---
id: "action-combine-systems"
type: "action-item"
source_timestamps: ["¶29", "¶30"]
tags: ["deployment-strategy", "vendor-management"]
related: ["framework-hybridization-steps", "concept-dual-track-ai-strategy"]
speakers: ["Amit Joshi", "Mark J. Greeven", "Sophie Liu", "Kunjian Li"]
action: "Deploy Western AI for highly regulated/frontier tasks and Chinese AI for cost-sensitive, routine, or consumer-facing vertical applications."
outcome: "Maximized operational efficiency, reduced inference costs, and compliance with diverse regional regulatory landscapes."
source_url: "https://hbr.org/2025/09/how-savvy-companies-are-using-chinese-ai"
source_title: "How Savvy Companies Are Using Chinese AI"
sources: ["tail2"]
sourceVaultSlug: "hbr-seg-tail2"
originDay: 2
articleStem: "hbr-tail-123-using-chinese-ai"
sourceUrl: "https://hbr.org/2025/09/how-savvy-companies-are-using-chinese-ai"
sourceTitle: "How Savvy Companies Are Using Chinese AI"
---
# Implement a Dual-Track AI Deployment

**Action (Step 3 of [[framework-hybridization-steps]]):** Run **parallel gen-AI applications** based on use-case requirements — the operational core of the [[concept-dual-track-ai-strategy|dual-track strategy]].

**Allocation rule:**
- **Western models** (ChatGPT, Gemini) → high-accuracy, highly regulated sectors: **pharma, banking, government**.
- **Chinese models** → routine tasks, consumer goods, **retail, customer service, basic coding** — where regulatory demands are lower and cost sensitivity is higher.

**Outcome:** maximized operational efficiency, reduced inference costs, and compliance across diverse regional regulatory landscapes.
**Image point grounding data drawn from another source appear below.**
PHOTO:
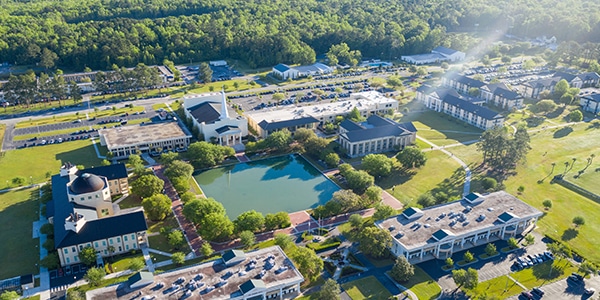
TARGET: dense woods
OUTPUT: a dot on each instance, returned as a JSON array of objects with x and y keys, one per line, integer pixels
[{"x": 99, "y": 33}]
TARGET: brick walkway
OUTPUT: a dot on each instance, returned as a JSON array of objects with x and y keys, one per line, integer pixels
[{"x": 192, "y": 237}]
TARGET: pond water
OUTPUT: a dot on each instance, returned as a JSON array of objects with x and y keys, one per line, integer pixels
[{"x": 284, "y": 183}]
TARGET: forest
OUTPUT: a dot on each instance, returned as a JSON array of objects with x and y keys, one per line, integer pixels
[{"x": 73, "y": 35}]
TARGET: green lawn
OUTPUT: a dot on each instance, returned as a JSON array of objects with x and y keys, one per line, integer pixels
[
  {"x": 423, "y": 285},
  {"x": 540, "y": 274},
  {"x": 554, "y": 146},
  {"x": 37, "y": 161},
  {"x": 75, "y": 116},
  {"x": 497, "y": 288},
  {"x": 18, "y": 209},
  {"x": 441, "y": 172},
  {"x": 366, "y": 288}
]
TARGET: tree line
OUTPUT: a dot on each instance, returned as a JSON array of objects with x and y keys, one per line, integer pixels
[{"x": 98, "y": 34}]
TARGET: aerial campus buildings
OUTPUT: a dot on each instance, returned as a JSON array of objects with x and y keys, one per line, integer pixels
[
  {"x": 439, "y": 231},
  {"x": 146, "y": 138},
  {"x": 84, "y": 215},
  {"x": 292, "y": 117},
  {"x": 262, "y": 274}
]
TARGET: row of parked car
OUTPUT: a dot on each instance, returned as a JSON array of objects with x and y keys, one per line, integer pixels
[{"x": 533, "y": 259}]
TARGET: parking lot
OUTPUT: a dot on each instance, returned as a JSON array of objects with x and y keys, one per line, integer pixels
[{"x": 78, "y": 133}]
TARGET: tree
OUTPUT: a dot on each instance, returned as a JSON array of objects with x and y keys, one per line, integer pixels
[
  {"x": 332, "y": 159},
  {"x": 374, "y": 241},
  {"x": 545, "y": 106},
  {"x": 467, "y": 279},
  {"x": 355, "y": 220},
  {"x": 206, "y": 249},
  {"x": 277, "y": 220},
  {"x": 578, "y": 221},
  {"x": 12, "y": 295},
  {"x": 330, "y": 290},
  {"x": 247, "y": 238},
  {"x": 302, "y": 135},
  {"x": 411, "y": 157},
  {"x": 587, "y": 268},
  {"x": 283, "y": 240},
  {"x": 359, "y": 181},
  {"x": 382, "y": 212},
  {"x": 157, "y": 207},
  {"x": 168, "y": 157},
  {"x": 197, "y": 209},
  {"x": 377, "y": 164},
  {"x": 279, "y": 140},
  {"x": 468, "y": 257},
  {"x": 490, "y": 249},
  {"x": 575, "y": 116},
  {"x": 307, "y": 262},
  {"x": 560, "y": 88},
  {"x": 216, "y": 227},
  {"x": 204, "y": 154},
  {"x": 178, "y": 168},
  {"x": 51, "y": 261},
  {"x": 315, "y": 146},
  {"x": 488, "y": 183},
  {"x": 87, "y": 256},
  {"x": 187, "y": 197},
  {"x": 354, "y": 115},
  {"x": 147, "y": 185},
  {"x": 449, "y": 262},
  {"x": 48, "y": 58},
  {"x": 136, "y": 264},
  {"x": 249, "y": 221},
  {"x": 178, "y": 258},
  {"x": 205, "y": 73},
  {"x": 175, "y": 238},
  {"x": 402, "y": 270},
  {"x": 95, "y": 276}
]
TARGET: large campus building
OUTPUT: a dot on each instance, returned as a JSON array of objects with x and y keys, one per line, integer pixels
[
  {"x": 83, "y": 214},
  {"x": 292, "y": 117},
  {"x": 375, "y": 135},
  {"x": 439, "y": 231},
  {"x": 213, "y": 118},
  {"x": 262, "y": 274},
  {"x": 149, "y": 138},
  {"x": 437, "y": 55}
]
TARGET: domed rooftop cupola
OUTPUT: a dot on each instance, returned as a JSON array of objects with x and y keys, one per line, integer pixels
[{"x": 87, "y": 183}]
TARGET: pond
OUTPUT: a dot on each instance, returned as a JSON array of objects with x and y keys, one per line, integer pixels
[{"x": 284, "y": 183}]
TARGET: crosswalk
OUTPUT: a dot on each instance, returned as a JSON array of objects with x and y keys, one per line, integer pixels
[{"x": 59, "y": 288}]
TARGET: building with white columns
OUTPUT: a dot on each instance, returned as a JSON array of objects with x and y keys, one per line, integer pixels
[
  {"x": 439, "y": 231},
  {"x": 262, "y": 274},
  {"x": 214, "y": 119}
]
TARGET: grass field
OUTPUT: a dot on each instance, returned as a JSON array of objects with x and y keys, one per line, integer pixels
[
  {"x": 540, "y": 274},
  {"x": 440, "y": 172},
  {"x": 76, "y": 116},
  {"x": 37, "y": 161},
  {"x": 558, "y": 146},
  {"x": 423, "y": 285},
  {"x": 18, "y": 209},
  {"x": 497, "y": 288},
  {"x": 366, "y": 288}
]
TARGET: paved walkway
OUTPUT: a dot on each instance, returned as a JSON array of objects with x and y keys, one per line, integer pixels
[
  {"x": 189, "y": 230},
  {"x": 467, "y": 186},
  {"x": 241, "y": 156}
]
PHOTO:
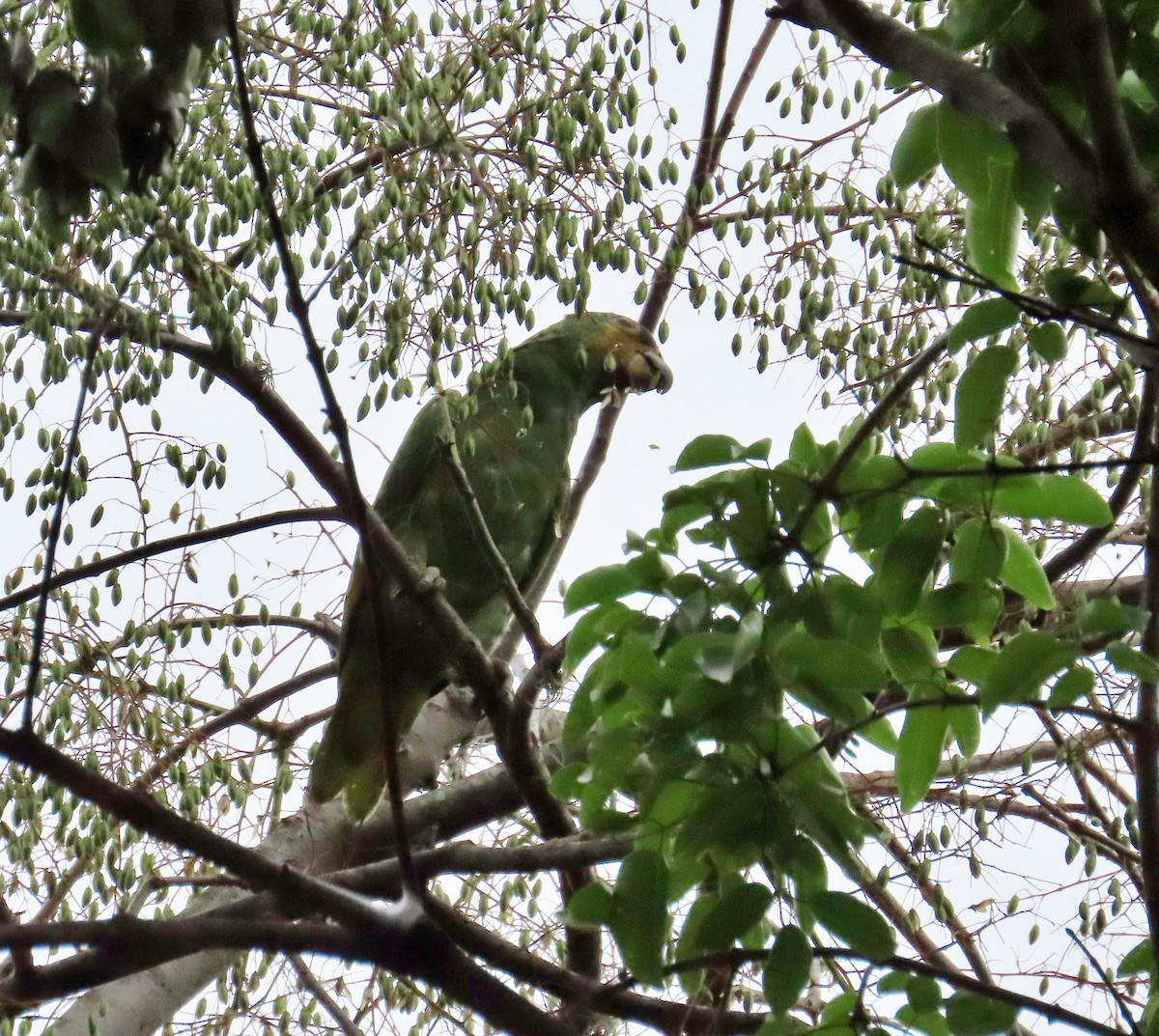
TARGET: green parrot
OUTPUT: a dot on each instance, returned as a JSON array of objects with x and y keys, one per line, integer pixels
[{"x": 514, "y": 432}]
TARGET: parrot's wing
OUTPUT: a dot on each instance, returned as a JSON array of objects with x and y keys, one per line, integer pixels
[{"x": 353, "y": 753}]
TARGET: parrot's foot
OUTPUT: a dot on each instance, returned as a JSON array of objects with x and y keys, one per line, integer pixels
[{"x": 433, "y": 580}]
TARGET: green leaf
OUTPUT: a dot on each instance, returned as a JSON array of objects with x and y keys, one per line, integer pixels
[
  {"x": 919, "y": 752},
  {"x": 843, "y": 671},
  {"x": 909, "y": 561},
  {"x": 1023, "y": 573},
  {"x": 961, "y": 603},
  {"x": 108, "y": 27},
  {"x": 1128, "y": 659},
  {"x": 646, "y": 573},
  {"x": 1049, "y": 341},
  {"x": 594, "y": 627},
  {"x": 979, "y": 551},
  {"x": 911, "y": 655},
  {"x": 713, "y": 451},
  {"x": 1139, "y": 959},
  {"x": 1070, "y": 289},
  {"x": 640, "y": 918},
  {"x": 966, "y": 722},
  {"x": 1052, "y": 498},
  {"x": 980, "y": 397},
  {"x": 1024, "y": 663},
  {"x": 969, "y": 149},
  {"x": 1102, "y": 617},
  {"x": 990, "y": 317},
  {"x": 969, "y": 1014},
  {"x": 787, "y": 968},
  {"x": 857, "y": 924},
  {"x": 590, "y": 907},
  {"x": 916, "y": 152},
  {"x": 992, "y": 226},
  {"x": 1071, "y": 686},
  {"x": 735, "y": 913},
  {"x": 973, "y": 664}
]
**Enrichment caveat:** weigh the **total cost of ownership**, not just per-token cost — compliance costs (Chinese content/data/algorithm rules), evolving **U.S. restrictions** on Chinese AI in sensitive contexts, and **EU AI-Act-style** constraints may erode part of the cost advantage. See [[question-us-tariffs-impact]].